I found good berries at the market.
Tomorrow is 1/2 way through the school week.
There is no rain in the forecast.
I have my health.
The grass doesn't grow much or require frequent mowing in winter.

How do I stop wanting what I can't have?   Maybe it's a blessing too?  Maybe not having what I want is a blessing in disguise?   Doubt it.

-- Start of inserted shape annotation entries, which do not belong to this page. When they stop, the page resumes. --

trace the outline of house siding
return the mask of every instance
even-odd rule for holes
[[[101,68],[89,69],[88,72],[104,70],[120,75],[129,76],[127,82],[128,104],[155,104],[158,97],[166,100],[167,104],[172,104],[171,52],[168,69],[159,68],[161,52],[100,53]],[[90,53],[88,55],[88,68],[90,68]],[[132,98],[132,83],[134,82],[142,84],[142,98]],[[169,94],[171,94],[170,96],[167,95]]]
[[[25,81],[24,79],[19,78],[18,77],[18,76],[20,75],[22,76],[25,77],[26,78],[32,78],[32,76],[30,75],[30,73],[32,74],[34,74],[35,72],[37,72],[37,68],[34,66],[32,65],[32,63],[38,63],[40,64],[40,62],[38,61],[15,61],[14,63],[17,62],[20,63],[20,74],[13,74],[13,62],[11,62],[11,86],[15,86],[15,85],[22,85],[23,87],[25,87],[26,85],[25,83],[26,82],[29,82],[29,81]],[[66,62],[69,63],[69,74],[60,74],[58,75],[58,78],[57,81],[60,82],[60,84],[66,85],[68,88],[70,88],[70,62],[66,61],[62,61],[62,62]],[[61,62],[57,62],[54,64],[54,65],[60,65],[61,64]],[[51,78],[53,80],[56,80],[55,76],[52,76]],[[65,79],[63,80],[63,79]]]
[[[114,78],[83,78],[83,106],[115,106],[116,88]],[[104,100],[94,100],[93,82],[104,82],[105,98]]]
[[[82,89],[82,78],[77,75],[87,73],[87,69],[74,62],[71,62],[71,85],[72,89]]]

My cleaning lady comes this Friday.
Summer is only 5 months away.
Mortgage rates are staying low.
I did a few good powercleans today.


Monday, January 17, 2011

PLEASE APPLAUD

"If you're happy and you know it clap your hands"...
My wish for you; may your life be perpetually backgrounded by the white noise of constant applause over all you do, just for you.

Sunday, January 16, 2011

Seeing Stars...


I get a kick out of seeing stars, the kind in the sky and other kinds as well.  I have had some close encounters in my life with celebrities, minor celebrities.   Not huge, kind of obscure, but my interactions were just a little bit meaningful and to me that makes those folks something other then huge.  To me, being in an intimate setting and interfacing with somewhat famous people, well it makes those guys huger then huge.   They become hugest personalities.
Not to name drop, but... I've danced with a dead Kennedy at Studio 54 in my late teens, sold ties in my twenties at a posh department store on a regular basis to a former head of state - lets call him Tricky Dick, shall we?  I've kept house/played nurse-maid for a man who tamed a "Tiger" (story for another time) and removed the all but invisible tub ring from the bath of probably the most decent politician I could name, in my own life's history.
Best celeb encounter was about 17 years ago when I strolled a block in NYC near the U.N. and made eye contact with the dramatically handsome Rob Lowe.  You know the Saint Elmo's Fire brat?    He actually spoke to me and said, "Looking good.  Feeling good too, huh?'  Which I instantly was.  Who wouldn't be after that sort of generosity.  If I wasn't a fan, which I wasn't, I immediately became one and remain so.  There are lots more.  I kissed a talk show host on live television.  Have been winked at, brushed against, exchanged pleasantries with famous people in lots of odd ways.  I know that this sort of stuff doesn't always happen to everyone and yet there are many people who it happens to all the time.   Me, myself, well I am a magnet for it on a very small scale and I've appreciated and been moved by every experience no matter how small or brief and they've mostly been just that.  However, no star sighting, no brush with greatness can give me the goosebumpiness or compare in any way to the incredible feeling I get when I see my most favorite stars of all; the stars of the sea.
This morning, under the soft, warm, winter sun, as I walked along the Pacific, I counted twenty dolphin.  I watched awestruck as they glided past, surfacing and diving, moving swiftly, swimming north.  No matter how many times I encounter wild dolphin and I am blessed to see lots and lots, they never cease to leave me breathless and starstruck.
Oh my stars...

Monday, January 10, 2011

I'm afraid that...

Fear motivates us to stay small and safe, when in fact, we are never safe when we are scared.  There is nothing scarier then doing nothing about the thing that frightens us.
 
Fear keeps us from achieving; achievement eliminates fear.

Sunday, January 9, 2011

Odd jobs...

Things I could do...
I like raking leaves.
I could follow Autumn round and sweep up leaves for the rest of my life.  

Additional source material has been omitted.